It's not surprising that if you thought when meeting someone over the age of 100, "They are close to the maximum age that any human could possibly reach."
Glad you didn't say that out loud, because according to researchers at McGill University, there is no limit.
The researchers analyzed the oldest individuals in the United States, United Kingdom, France, and Japan every year beginning in 1968. The results were published in Nature.
"We just don't know what the age limit might be," said Siegfried Hekimi, co-author of the study. "In fact, by extending trend lines, we can show that maximum and average lifespans could continue to increase far into the foreseeable future."
Imagine the current oldest person in the world being born now with modern medicine, technological advances, and people living longer in general. "People who are dying now at 117, their early life was not as easy as that. Wait until we have our entire life as easy as it is now," says Hekimi.

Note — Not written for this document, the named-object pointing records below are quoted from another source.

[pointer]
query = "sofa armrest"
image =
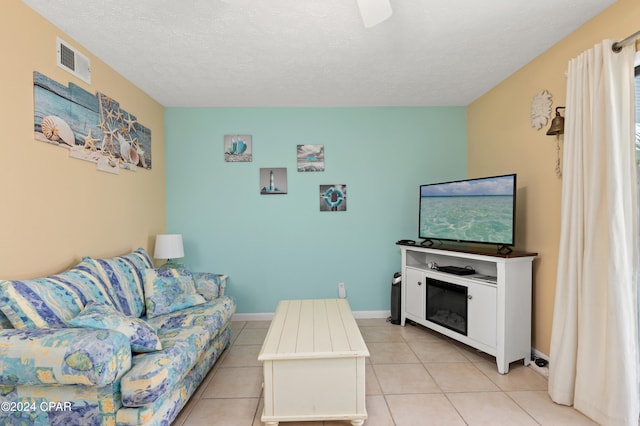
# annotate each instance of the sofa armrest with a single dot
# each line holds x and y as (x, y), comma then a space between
(63, 356)
(210, 286)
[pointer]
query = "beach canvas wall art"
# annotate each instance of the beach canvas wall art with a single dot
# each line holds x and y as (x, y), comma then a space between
(93, 127)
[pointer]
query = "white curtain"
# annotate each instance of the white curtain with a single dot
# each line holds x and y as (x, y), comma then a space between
(594, 341)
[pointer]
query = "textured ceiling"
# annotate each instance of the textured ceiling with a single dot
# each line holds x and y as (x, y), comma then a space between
(316, 52)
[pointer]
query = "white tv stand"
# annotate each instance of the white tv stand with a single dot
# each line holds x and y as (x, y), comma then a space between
(498, 297)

The view that there is no cap goes against scientists at Albert Einstein College of Medicine. They believe there is a cap and that cap is placed on top of 115. "In the absence of solid statistical underpinning of various possible future scenarios, we feel that our interpretation of the data as pointing towards a limit to the human lifespan of about 115 years remains valid," says Xiao Dong, a scientist at Einstein.
But, researchers at McGill seem to be on to something. Their conclusions make sense, particularly that there is no definitive age expectancy for humans. "It's hard to guess," Hekimi says. "Three hundred years ago, many people lived only short lives. If we would have told them that one day most humans might live up to 100, they would have said we were crazy."